Testing

Mutation Score vs Code Coverage: Which Metric Actually Measures Test Quality?

HelpMeTest

24 May 2026 — 4 min read

Teams routinely hit 90% code coverage targets while shipping code with significant test gaps. The coverage metric is satisfied. The tests are weak. Mutation score reveals what coverage hides — but it comes with its own blind spots.

This post is a direct comparison: what each metric measures, what each misses, and how to use them together.

What Code Coverage Measures

Code coverage (line, branch, statement) answers: which parts of the code executed during tests?

def calculate_tax(income: float, married: bool) -> float:
    if income > 100_000:
        rate = 0.37 if not married else 0.32
    elif income > 40_000:
        rate = 0.22
    else:
        rate = 0.12
    return income * rate

A test that calls calculate_tax(120_000, False) gets you to:

83% line coverage (all lines except the 0.32 branch)
67% branch coverage (3 of 5 branches)

The coverage number tells you which code paths haven't been exercised at all. That's useful — uncovered code is definitely undertested.
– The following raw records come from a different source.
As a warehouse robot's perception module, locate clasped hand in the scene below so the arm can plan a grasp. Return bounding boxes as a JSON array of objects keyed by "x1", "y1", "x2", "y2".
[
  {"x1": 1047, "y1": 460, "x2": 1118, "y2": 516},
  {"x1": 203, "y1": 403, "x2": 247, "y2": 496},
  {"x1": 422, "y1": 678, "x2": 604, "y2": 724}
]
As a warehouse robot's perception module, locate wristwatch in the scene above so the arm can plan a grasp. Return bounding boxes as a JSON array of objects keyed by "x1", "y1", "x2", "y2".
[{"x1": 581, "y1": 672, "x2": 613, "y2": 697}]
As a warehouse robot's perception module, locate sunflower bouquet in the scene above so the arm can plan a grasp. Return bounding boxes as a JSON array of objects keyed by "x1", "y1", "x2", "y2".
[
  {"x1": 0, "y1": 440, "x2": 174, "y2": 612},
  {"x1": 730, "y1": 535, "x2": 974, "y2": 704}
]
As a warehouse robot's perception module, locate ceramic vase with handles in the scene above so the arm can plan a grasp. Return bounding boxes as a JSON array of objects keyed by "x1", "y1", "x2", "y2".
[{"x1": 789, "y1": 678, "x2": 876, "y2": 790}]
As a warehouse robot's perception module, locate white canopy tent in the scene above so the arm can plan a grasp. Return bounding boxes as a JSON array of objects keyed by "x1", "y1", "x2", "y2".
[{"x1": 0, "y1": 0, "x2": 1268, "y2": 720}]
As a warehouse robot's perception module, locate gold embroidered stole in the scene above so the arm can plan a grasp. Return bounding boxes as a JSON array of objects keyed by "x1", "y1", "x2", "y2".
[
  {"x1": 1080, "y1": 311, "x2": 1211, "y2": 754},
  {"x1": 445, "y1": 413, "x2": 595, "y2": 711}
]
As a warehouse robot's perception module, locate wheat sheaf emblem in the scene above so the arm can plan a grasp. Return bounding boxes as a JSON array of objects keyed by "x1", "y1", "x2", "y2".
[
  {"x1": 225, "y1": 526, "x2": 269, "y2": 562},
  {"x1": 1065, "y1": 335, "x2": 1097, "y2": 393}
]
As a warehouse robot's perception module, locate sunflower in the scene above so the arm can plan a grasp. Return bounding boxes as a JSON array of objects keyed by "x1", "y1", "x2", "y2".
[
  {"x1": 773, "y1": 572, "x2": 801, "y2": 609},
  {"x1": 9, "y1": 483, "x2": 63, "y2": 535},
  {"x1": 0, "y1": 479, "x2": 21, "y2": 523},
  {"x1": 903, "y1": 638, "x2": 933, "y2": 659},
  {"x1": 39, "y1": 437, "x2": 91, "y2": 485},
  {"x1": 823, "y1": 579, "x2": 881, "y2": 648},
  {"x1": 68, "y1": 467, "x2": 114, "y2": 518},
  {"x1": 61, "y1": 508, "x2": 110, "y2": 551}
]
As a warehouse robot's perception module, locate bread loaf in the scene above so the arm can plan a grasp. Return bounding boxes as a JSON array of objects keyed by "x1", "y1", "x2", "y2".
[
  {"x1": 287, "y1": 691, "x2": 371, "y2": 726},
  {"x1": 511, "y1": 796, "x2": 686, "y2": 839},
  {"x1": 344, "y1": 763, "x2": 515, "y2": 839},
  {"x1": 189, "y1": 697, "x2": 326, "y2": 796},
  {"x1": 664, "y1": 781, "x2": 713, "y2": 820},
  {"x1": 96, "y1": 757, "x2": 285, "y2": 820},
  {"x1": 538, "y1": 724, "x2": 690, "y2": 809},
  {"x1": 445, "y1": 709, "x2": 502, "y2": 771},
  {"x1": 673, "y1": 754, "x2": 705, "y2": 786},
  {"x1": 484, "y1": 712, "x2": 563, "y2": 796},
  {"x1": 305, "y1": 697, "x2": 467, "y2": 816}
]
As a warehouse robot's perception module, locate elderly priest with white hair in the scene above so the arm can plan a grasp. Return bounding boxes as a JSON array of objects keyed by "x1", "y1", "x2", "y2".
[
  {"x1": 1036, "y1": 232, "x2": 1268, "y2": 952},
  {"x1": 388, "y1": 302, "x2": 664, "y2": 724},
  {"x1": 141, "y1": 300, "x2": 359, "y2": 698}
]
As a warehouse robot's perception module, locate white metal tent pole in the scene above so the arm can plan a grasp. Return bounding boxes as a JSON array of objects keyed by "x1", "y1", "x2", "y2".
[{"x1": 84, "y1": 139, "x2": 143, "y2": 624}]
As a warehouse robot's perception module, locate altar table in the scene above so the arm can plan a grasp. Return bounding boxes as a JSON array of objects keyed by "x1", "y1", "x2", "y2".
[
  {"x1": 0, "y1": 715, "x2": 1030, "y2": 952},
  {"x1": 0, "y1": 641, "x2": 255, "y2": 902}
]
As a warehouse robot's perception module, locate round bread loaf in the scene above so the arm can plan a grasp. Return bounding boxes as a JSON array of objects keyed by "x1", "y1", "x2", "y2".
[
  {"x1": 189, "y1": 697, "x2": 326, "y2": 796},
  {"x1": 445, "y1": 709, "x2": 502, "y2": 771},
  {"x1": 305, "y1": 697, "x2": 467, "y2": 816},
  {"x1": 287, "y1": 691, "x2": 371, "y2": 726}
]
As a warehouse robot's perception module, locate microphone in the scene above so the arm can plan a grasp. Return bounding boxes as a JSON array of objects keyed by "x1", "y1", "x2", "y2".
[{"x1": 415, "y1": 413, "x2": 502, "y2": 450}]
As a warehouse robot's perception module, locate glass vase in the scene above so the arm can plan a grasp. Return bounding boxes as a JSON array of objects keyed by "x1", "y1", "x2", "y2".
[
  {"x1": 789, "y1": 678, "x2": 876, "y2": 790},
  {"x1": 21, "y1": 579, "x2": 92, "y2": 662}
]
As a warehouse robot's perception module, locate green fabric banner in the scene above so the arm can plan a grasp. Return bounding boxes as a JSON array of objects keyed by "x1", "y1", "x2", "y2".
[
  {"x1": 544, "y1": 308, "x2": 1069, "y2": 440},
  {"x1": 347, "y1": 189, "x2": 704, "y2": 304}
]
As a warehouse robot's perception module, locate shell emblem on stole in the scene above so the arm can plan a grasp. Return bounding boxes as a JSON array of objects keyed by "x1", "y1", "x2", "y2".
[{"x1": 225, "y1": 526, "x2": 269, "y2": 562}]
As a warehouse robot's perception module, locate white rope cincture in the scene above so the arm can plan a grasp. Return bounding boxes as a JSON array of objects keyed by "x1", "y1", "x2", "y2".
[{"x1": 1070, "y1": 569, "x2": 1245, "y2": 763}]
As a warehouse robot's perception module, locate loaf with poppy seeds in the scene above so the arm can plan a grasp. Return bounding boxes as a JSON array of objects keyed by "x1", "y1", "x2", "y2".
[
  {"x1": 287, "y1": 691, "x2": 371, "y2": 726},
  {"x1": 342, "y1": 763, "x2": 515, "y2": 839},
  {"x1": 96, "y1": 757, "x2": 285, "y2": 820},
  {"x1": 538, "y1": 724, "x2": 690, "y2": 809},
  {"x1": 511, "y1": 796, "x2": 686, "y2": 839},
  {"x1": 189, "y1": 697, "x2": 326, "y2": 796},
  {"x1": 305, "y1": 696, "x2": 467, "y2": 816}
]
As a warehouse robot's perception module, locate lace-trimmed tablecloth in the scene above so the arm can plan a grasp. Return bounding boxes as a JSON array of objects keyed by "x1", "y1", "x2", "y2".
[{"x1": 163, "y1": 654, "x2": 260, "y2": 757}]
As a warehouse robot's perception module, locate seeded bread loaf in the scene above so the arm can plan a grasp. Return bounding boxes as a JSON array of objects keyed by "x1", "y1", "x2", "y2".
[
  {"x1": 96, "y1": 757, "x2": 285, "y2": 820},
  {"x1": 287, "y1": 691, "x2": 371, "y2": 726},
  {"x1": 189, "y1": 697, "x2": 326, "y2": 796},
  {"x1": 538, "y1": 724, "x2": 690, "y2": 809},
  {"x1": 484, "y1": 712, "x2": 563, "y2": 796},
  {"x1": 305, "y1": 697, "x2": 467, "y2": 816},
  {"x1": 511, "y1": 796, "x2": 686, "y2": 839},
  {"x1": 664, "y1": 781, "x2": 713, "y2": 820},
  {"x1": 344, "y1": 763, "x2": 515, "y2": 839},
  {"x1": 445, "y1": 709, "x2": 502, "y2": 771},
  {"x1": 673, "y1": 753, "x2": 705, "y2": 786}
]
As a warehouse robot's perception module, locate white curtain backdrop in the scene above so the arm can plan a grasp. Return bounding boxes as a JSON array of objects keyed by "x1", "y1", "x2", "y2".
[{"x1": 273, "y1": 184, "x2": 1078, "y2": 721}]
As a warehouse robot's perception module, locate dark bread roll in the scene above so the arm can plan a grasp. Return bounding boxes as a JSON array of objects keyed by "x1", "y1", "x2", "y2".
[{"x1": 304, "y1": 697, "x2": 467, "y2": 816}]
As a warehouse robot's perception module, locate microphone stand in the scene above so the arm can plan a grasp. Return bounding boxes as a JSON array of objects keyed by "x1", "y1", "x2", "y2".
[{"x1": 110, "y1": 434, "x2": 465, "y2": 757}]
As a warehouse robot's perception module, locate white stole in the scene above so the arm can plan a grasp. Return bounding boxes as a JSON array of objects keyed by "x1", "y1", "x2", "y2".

But covered code is not necessarily well-tested.

What Code Coverage Misses

Consider this test with 100% line coverage:

def test_high_income_single():
    result = calculate_tax(120_000, False)
    assert result is not None  # this assertion is nearly useless

Every line runs. The assertion is true for any number. If you changed 0.37 to 0.03, this test would still pass. If you inverted the condition so married people pay more, this test would still pass.

Coverage tells you the code ran. It says nothing about whether the test actually verifies correct behavior.

What Mutation Score Measures

Mutation score answers: if I introduced a bug, would my tests catch it?

A mutation testing tool would apply changes to calculate_tax and run the test:

Change 0.37 to 0.38 → would the test fail? No. Mutation survives.
Change income > 100_000 to income >= 100_000 → would the test fail? No. Mutation survives.
Change not married to married → would the test fail? No. Mutation survives.
Delete return income * rate → would the test fail? Depends. If assert result is not None is the only check, possibly not if the function returns None. Mutation likely survives.

The test has 100% line coverage and ~0% mutation kill rate.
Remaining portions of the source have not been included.